Apparently, the team is beginning work on a brand new game of unknown description, other than the fact that it is NOT another Spec Ops game. The game reportedly hasn’t met sales expectations, which isn’t surprising because when you color outside of the lines, no pun intended, you don’t normally make a profit for trying something new unless it is incredibly mind blowing. Spec Ops: The Line was certainly a bold step forward for the shooter genre, and a damn decent game, but it was not an instant classic. It also wasn’t marketed to the typical bro-shooter crowd, although oddly included an out of place multiplayer mode along with the unique campaign. I have yet to really hear anyone talk about this, at all, so I guess that’s a fair sign no one played it.

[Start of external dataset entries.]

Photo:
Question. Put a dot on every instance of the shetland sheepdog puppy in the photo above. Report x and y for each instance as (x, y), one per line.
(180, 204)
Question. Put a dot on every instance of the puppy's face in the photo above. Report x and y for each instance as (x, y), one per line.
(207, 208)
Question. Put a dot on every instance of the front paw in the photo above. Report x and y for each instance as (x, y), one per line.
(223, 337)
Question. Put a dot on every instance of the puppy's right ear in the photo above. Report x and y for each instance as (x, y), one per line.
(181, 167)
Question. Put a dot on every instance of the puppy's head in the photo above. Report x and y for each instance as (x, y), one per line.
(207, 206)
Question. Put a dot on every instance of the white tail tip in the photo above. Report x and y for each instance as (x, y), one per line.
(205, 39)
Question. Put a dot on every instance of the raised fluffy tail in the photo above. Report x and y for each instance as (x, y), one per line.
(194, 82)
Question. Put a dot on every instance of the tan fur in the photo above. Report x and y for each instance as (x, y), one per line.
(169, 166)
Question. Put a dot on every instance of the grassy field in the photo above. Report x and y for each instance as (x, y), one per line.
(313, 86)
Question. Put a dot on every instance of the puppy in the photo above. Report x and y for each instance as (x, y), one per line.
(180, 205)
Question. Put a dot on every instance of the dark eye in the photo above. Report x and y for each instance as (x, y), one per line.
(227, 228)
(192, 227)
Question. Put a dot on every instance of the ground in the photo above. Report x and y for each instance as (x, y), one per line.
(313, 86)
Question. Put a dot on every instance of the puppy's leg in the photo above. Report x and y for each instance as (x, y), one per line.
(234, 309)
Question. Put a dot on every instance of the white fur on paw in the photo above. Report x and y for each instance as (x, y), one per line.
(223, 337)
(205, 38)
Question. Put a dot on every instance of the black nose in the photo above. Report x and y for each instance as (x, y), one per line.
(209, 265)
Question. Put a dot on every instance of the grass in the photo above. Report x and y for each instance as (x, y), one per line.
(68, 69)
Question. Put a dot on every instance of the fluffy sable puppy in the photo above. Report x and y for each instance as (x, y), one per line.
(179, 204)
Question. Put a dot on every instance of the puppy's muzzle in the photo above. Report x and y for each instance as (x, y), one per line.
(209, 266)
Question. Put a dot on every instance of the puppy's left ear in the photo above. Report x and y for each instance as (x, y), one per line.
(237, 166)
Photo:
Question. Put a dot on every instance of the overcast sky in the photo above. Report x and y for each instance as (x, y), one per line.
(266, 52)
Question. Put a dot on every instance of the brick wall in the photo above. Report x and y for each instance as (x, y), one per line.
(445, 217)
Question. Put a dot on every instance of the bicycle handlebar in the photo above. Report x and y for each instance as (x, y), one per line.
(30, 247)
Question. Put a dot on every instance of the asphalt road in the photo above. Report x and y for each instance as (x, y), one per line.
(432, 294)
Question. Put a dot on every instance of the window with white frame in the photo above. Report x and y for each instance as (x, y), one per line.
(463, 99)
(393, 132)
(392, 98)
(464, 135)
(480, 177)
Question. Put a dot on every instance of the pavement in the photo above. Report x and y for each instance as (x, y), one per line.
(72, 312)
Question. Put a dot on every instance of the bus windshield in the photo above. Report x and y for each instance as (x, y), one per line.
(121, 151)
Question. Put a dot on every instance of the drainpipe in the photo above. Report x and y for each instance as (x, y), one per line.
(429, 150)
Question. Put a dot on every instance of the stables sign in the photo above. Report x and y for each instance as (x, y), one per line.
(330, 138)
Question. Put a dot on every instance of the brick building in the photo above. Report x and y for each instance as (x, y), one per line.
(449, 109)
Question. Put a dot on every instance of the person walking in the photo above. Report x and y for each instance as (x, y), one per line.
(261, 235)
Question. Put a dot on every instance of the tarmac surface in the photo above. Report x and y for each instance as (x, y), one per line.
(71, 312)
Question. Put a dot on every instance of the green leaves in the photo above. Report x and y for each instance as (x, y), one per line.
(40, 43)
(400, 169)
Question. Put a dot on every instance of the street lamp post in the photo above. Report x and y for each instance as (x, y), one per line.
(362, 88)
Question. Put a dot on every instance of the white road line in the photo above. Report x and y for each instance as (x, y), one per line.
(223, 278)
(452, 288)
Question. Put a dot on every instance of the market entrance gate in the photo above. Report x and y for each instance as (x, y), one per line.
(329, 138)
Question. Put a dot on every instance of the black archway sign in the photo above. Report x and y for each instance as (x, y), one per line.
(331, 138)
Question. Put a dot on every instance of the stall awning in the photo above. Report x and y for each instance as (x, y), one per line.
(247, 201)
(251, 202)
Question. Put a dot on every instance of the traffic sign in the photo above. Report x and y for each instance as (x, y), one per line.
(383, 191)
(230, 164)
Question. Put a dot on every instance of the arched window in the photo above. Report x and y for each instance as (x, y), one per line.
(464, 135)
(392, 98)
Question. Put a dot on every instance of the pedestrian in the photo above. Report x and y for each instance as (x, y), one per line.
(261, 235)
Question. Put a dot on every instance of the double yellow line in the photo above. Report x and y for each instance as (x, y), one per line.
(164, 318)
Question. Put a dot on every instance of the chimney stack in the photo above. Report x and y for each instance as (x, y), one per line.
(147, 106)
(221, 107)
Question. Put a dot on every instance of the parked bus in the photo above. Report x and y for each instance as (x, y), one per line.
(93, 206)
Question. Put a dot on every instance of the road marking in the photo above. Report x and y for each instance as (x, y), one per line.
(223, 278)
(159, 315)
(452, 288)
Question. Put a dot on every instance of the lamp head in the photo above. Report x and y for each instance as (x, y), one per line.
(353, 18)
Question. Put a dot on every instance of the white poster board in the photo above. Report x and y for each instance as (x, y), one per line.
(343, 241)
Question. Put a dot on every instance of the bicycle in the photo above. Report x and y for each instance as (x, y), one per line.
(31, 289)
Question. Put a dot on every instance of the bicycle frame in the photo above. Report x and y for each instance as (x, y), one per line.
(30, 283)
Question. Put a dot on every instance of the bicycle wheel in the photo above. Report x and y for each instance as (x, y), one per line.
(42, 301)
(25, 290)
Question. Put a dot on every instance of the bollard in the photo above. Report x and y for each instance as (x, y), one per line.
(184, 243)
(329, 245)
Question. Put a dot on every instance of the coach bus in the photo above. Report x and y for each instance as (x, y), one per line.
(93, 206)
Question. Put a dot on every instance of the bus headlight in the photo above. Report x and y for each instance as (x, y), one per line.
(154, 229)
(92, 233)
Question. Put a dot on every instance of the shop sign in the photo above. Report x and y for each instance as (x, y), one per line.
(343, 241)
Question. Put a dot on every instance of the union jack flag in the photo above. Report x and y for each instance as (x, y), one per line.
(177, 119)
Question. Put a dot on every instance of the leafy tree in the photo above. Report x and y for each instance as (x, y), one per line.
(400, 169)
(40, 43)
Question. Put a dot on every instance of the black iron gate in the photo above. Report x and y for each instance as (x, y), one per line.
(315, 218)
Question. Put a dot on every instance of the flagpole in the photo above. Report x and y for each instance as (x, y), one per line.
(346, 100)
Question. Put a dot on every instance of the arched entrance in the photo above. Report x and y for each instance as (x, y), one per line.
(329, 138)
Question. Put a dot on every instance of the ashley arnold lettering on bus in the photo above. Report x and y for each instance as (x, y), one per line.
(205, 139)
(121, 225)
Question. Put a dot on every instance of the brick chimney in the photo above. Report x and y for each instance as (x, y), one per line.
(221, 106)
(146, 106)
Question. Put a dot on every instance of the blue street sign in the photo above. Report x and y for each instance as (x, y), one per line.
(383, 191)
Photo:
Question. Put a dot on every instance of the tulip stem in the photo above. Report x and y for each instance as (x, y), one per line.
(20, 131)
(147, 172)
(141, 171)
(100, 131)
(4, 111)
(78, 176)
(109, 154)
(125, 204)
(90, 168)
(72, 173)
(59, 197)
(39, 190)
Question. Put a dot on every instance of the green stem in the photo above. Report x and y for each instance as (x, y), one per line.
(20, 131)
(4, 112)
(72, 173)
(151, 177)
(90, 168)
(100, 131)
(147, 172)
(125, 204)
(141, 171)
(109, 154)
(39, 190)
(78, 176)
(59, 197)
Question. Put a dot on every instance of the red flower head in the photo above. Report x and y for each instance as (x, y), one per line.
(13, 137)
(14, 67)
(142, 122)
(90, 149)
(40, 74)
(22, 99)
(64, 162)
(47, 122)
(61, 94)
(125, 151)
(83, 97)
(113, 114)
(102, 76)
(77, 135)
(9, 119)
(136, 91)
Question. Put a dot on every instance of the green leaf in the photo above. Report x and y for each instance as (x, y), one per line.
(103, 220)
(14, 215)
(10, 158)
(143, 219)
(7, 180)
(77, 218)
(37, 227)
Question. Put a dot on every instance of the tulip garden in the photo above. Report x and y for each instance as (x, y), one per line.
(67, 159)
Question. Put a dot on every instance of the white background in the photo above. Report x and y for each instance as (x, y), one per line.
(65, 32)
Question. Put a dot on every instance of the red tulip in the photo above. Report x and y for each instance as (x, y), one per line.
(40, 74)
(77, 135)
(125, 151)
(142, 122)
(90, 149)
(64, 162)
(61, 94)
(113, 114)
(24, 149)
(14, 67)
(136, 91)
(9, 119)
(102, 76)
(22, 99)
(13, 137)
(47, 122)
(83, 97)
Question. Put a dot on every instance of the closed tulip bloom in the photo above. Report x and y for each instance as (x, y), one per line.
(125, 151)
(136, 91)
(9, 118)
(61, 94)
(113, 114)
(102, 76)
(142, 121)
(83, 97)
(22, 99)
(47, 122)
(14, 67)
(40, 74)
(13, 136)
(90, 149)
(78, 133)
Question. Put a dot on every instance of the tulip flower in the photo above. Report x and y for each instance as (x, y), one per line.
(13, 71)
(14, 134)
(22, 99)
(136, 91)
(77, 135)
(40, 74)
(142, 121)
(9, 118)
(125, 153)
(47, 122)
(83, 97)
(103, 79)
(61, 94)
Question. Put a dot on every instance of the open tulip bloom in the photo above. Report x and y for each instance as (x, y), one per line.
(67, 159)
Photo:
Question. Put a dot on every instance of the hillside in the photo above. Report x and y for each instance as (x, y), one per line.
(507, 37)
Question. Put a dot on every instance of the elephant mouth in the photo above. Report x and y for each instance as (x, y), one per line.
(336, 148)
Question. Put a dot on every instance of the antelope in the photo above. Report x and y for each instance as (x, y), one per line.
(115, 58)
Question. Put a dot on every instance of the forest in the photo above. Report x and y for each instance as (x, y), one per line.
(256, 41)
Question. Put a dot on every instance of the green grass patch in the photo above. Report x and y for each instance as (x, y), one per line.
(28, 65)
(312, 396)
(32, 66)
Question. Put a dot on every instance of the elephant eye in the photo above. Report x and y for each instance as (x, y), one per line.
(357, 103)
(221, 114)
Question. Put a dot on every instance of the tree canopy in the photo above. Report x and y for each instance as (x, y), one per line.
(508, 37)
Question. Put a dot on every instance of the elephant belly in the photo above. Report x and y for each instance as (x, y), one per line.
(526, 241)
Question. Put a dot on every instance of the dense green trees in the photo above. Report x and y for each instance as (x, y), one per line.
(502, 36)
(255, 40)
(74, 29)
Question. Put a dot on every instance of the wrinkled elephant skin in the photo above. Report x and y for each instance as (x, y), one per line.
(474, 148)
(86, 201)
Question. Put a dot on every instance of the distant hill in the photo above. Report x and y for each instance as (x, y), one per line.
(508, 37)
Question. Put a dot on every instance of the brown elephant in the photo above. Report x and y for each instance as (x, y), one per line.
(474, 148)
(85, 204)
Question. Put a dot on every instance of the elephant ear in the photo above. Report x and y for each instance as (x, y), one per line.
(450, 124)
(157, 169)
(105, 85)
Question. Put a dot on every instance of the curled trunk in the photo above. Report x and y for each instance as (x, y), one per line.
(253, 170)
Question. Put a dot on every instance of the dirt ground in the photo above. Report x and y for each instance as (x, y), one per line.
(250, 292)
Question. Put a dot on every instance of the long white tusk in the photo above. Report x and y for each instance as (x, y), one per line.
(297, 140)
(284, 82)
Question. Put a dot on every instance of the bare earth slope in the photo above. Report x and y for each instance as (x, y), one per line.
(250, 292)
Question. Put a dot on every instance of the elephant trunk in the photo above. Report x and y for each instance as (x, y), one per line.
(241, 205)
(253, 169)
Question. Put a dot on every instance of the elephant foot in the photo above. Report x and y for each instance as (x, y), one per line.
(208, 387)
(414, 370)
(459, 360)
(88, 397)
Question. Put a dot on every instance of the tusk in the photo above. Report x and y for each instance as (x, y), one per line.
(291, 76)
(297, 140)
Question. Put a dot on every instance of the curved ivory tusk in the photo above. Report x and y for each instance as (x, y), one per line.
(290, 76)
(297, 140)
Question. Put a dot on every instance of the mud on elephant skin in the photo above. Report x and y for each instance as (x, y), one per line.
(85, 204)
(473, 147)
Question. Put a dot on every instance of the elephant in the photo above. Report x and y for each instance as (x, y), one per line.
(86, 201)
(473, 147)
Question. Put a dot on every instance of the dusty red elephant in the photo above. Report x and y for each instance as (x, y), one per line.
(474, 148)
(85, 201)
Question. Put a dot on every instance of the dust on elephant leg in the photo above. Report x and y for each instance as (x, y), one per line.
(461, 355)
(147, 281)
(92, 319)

It’s sad, but by no means on any planet could it be considered surprising. They also specified that they were disappointed with how the requirement for Xbox 360 retail games as far as achievements go tended to sour what they had planned for the effect of their morality system based on in-game decisions. They claim they wish they hadn’t made achievements that pertained to these choices, but honestly, I can’t help but point the finger at Microsoft before crying foul at the developer. Seriously, I love my gamerscore and achievements are fun, but the fact that they are NEEDED I feel is an egregious demand. I feel like games should have achievements that make sense, therefore the developer should be allowed to choose whether or not they want to do them, and if they reach a limit and don’t want to force more than they have, so be it. In the end, moral choices in the game had less impact because players were compelled just to go back and do all of them just to squeeze out those cheevos. I’m not going to lie, I did just that, but still enjoyed the game, but if not for the achievements, I may have just lived with my choices. Imagine that?
Regardless, it seems that we’ll all have to live with the fact that Spec Ops’ 15 minutes of fame has passed, while Microsoft lives with its inevitable choice to “be all about those points, son!”